@pulumi/linode/firewall.d.ts

A Pulumi package for creating and managing linode cloud resources.

import * as pulumi from "@pulumi/pulumi";
import * as inputs from "./types/input";
import * as outputs from "./types/output";
/**
 * Manages a Linode Firewall.
 * For more information, see the [Linode APIv4 docs](https://techdocs.akamai.com/linode-api/reference/post-firewalls).
 *
 * ## Example Usage
 *
 * Accept only inbound HTTP(s) requests and drop outbound HTTP(s) requests:
 *
 * ```typescript
 * import * as pulumi from "@pulumi/pulumi";
 * import * as linode from "@pulumi/linode";
 *
 * const myInstance = new linode.Instance("my_instance", {
 *     label: "my_instance",
 *     image: "linode/ubuntu22.04",
 *     region: "us-southeast",
 *     type: "g6-standard-1",
 *     rootPass: "bogusPassword$",
 *     swapSize: 256,
 * });
 * const myFirewall = new linode.Firewall("my_firewall", {
 *     label: "my_firewall",
 *     inbounds: [
 *         {
 *             label: "allow-http",
 *             action: "ACCEPT",
 *             protocol: "TCP",
 *             ports: "80",
 *             ipv4s: ["0.0.0.0/0"],
 *             ipv6s: ["::/0"],
 *         },
 *         {
 *             label: "allow-https",
 *             action: "ACCEPT",
 *             protocol: "TCP",
 *             ports: "443",
 *             ipv4s: ["0.0.0.0/0"],
 *             ipv6s: ["::/0"],
 *         },
 *     ],
 *     inboundPolicy: "DROP",
 *     outbounds: [
 *         {
 *             label: "reject-http",
 *             action: "DROP",
 *             protocol: "TCP",
 *             ports: "80",
 *             ipv4s: ["0.0.0.0/0"],
 *             ipv6s: ["::/0"],
 *         },
 *         {
 *             label: "reject-https",
 *             action: "DROP",
 *             protocol: "TCP",
 *             ports: "443",
 *             ipv4s: ["0.0.0.0/0"],
 *             ipv6s: ["::/0"],
 *         },
 *     ],
 *     outboundPolicy: "ACCEPT",
 *     linodes: [myInstance.id],
 * });
 * ```
 *
 * ## Import
 *
 * Firewalls can be imported using the `id`, e.g.
 *
 * ```sh
 * $ pulumi import linode:index/firewall:Firewall my_firewall 12345
 * ```
 */
export declare class Firewall extends pulumi.CustomResource {
    /**
     * Get an existing Firewall resource's state with the given name, ID, and optional extra
     * properties used to qualify the lookup.
     *
     * @param name The _unique_ name of the resulting resource.
     * @param id The _unique_ provider ID of the resource to lookup.
     * @param state Any extra arguments used during the lookup.

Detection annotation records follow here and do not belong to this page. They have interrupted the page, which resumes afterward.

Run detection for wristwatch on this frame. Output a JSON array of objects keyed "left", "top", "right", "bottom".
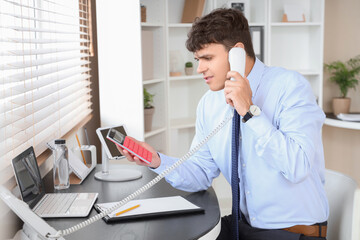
[{"left": 242, "top": 105, "right": 261, "bottom": 123}]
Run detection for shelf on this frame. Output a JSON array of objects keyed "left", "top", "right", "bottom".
[
  {"left": 168, "top": 23, "right": 192, "bottom": 28},
  {"left": 325, "top": 113, "right": 360, "bottom": 130},
  {"left": 271, "top": 22, "right": 321, "bottom": 27},
  {"left": 144, "top": 127, "right": 166, "bottom": 138},
  {"left": 249, "top": 22, "right": 265, "bottom": 27},
  {"left": 170, "top": 118, "right": 195, "bottom": 129},
  {"left": 141, "top": 22, "right": 164, "bottom": 27},
  {"left": 169, "top": 74, "right": 203, "bottom": 81},
  {"left": 294, "top": 69, "right": 320, "bottom": 76},
  {"left": 143, "top": 78, "right": 165, "bottom": 85}
]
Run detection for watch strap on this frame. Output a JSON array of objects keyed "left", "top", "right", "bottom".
[{"left": 242, "top": 111, "right": 253, "bottom": 123}]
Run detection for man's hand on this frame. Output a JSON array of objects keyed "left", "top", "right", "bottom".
[
  {"left": 224, "top": 71, "right": 253, "bottom": 116},
  {"left": 116, "top": 137, "right": 161, "bottom": 168}
]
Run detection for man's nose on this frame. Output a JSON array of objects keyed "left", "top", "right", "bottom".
[{"left": 196, "top": 61, "right": 206, "bottom": 73}]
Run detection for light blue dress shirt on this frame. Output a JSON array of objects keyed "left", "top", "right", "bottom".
[{"left": 154, "top": 59, "right": 329, "bottom": 229}]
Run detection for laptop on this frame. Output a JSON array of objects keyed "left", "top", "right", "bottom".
[{"left": 12, "top": 147, "right": 98, "bottom": 218}]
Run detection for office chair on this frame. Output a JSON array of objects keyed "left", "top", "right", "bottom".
[{"left": 325, "top": 169, "right": 360, "bottom": 240}]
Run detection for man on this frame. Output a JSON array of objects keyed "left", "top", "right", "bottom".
[{"left": 123, "top": 9, "right": 329, "bottom": 240}]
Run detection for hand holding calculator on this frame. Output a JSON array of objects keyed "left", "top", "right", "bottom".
[{"left": 107, "top": 128, "right": 152, "bottom": 164}]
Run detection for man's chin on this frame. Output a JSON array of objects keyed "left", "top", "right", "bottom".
[{"left": 209, "top": 85, "right": 225, "bottom": 92}]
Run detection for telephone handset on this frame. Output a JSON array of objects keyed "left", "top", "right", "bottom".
[
  {"left": 47, "top": 47, "right": 246, "bottom": 239},
  {"left": 229, "top": 47, "right": 246, "bottom": 80}
]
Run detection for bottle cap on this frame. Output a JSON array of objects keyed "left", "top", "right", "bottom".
[{"left": 55, "top": 139, "right": 65, "bottom": 144}]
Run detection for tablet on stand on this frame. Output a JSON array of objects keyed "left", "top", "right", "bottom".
[{"left": 95, "top": 125, "right": 142, "bottom": 182}]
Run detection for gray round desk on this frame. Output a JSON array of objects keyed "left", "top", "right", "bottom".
[{"left": 44, "top": 164, "right": 220, "bottom": 240}]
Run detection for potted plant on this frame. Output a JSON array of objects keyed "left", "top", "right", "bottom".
[
  {"left": 324, "top": 55, "right": 360, "bottom": 115},
  {"left": 185, "top": 62, "right": 194, "bottom": 75},
  {"left": 144, "top": 88, "right": 155, "bottom": 132}
]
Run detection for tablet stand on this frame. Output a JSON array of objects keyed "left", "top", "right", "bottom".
[{"left": 95, "top": 152, "right": 142, "bottom": 182}]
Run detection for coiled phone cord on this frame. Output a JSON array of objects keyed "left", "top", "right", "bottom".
[{"left": 46, "top": 111, "right": 234, "bottom": 239}]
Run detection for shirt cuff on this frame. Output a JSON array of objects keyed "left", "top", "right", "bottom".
[{"left": 149, "top": 152, "right": 178, "bottom": 174}]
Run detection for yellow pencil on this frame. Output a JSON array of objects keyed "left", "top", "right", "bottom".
[
  {"left": 115, "top": 204, "right": 140, "bottom": 216},
  {"left": 75, "top": 134, "right": 86, "bottom": 165}
]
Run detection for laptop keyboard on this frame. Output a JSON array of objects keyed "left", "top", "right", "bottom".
[{"left": 33, "top": 193, "right": 78, "bottom": 215}]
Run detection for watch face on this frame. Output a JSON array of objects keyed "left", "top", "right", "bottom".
[{"left": 249, "top": 105, "right": 261, "bottom": 116}]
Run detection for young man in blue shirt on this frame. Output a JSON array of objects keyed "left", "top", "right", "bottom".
[{"left": 123, "top": 9, "right": 329, "bottom": 240}]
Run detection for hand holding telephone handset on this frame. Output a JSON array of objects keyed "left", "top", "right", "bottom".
[
  {"left": 225, "top": 47, "right": 261, "bottom": 123},
  {"left": 47, "top": 48, "right": 245, "bottom": 239}
]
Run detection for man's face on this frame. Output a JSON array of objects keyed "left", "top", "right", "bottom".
[{"left": 194, "top": 43, "right": 230, "bottom": 91}]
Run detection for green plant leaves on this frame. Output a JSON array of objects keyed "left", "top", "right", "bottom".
[{"left": 324, "top": 55, "right": 360, "bottom": 98}]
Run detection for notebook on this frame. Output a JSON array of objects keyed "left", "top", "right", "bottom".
[
  {"left": 94, "top": 196, "right": 205, "bottom": 223},
  {"left": 12, "top": 147, "right": 98, "bottom": 218}
]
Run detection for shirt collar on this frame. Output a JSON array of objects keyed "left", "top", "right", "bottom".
[{"left": 247, "top": 58, "right": 265, "bottom": 97}]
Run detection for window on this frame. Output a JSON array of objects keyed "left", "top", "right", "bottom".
[{"left": 0, "top": 0, "right": 92, "bottom": 183}]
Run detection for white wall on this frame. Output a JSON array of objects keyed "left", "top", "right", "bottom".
[{"left": 96, "top": 0, "right": 144, "bottom": 140}]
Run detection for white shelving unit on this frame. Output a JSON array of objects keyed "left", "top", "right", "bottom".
[{"left": 140, "top": 0, "right": 325, "bottom": 154}]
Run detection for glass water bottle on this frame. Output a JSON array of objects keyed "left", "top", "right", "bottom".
[{"left": 53, "top": 139, "right": 70, "bottom": 190}]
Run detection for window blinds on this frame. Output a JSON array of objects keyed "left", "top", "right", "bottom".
[{"left": 0, "top": 0, "right": 92, "bottom": 182}]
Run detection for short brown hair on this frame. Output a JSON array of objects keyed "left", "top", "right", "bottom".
[{"left": 186, "top": 8, "right": 255, "bottom": 59}]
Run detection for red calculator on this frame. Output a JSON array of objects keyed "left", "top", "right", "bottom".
[{"left": 107, "top": 128, "right": 152, "bottom": 164}]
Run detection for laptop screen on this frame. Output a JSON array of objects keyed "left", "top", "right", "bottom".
[{"left": 12, "top": 147, "right": 45, "bottom": 208}]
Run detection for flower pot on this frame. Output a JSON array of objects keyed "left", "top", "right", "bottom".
[
  {"left": 332, "top": 98, "right": 351, "bottom": 116},
  {"left": 185, "top": 67, "right": 194, "bottom": 75},
  {"left": 144, "top": 108, "right": 155, "bottom": 132}
]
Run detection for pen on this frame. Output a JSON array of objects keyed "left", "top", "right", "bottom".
[
  {"left": 75, "top": 134, "right": 86, "bottom": 165},
  {"left": 115, "top": 204, "right": 140, "bottom": 216}
]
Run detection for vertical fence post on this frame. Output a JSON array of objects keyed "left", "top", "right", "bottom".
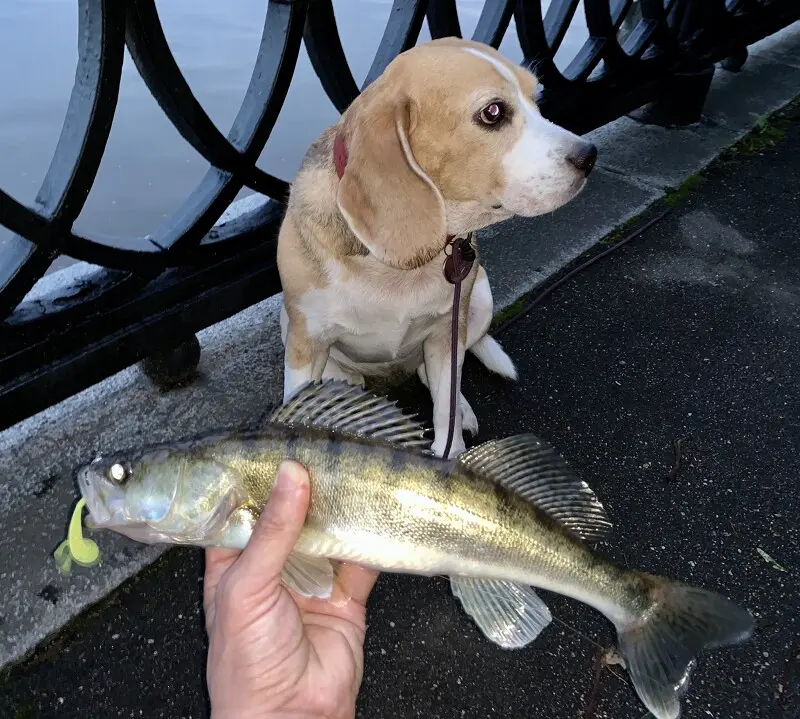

     * @param opts Optional settings to control the behavior of the CustomResource.
     */
    static get(name: string, id: pulumi.Input<pulumi.ID>, state?: FirewallState, opts?: pulumi.CustomResourceOptions): Firewall;
    /**
     * Returns true if the given object is an instance of Firewall.  This is designed to work even
     * when multiple copies of the Pulumi SDK have been loaded into the same process.
     */
    static isInstance(obj: any): obj is Firewall;
    /**
     * When this firewall was created
     */
    readonly created: pulumi.Output<string>;
    /**
     * The devices associated with this firewall.
     */
    readonly devices: pulumi.Output<outputs.FirewallDevice[]>;
    /**
     * If `true`, the Firewall's rules are not enforced (defaults to `false`).
     *
     * * `inbound` - (Optional) A firewall rule that specifies what inbound network traffic is allowed.
     */
    readonly disabled: pulumi.Output<boolean>;
    /**
     * The default behavior for inbound traffic. This setting can be overridden by updating the inbound.action property of the Firewall Rule. (`ACCEPT`, `DROP`)
     *
     * * `outbound` - (Optional) A firewall rule that specifies what outbound network traffic is allowed.
     */
    readonly inboundPolicy: pulumi.Output<string>;
    /**
     * A firewall rule that specifies what inbound network traffic is allowed.
     */
    readonly inbounds: pulumi.Output<outputs.FirewallInbound[] | undefined>;
    /**
     * This Firewall's unique label.
     */
    readonly label: pulumi.Output<string>;
    /**
     * A list of IDs of Linodes this Firewall should govern network traffic for.
     */
    readonly linodes: pulumi.Output<number[]>;
    /**
     * A list of IDs of NodeBalancers this Firewall should govern network traffic for.
     */
    readonly nodebalancers: pulumi.Output<number[]>;
    /**
     * The default behavior for outbound traffic. This setting can be overridden by updating the outbound.action property for an individual Firewall Rule. (`ACCEPT`, `DROP`)
     */
    readonly outboundPolicy: pulumi.Output<string>;
    /**
     * A firewall rule that specifies what outbound network traffic is allowed.
     */
    readonly outbounds: pulumi.Output<outputs.FirewallOutbound[] | undefined>;
    /**
     * The status of the Firewall.
     */
    readonly status: pulumi.Output<string>;
    /**
     * A list of tags applied to the Kubernetes cluster. Tags are case-insensitive and are for organizational purposes only.
     */
    readonly tags: pulumi.Output<string[]>;
    /**
     * When this firewall was last updated
     */
    readonly updated: pulumi.Output<string>;
    /**
     * Create a Firewall resource with the given unique name, arguments, and options.
     *
     * @param name The _unique_ name of the resource.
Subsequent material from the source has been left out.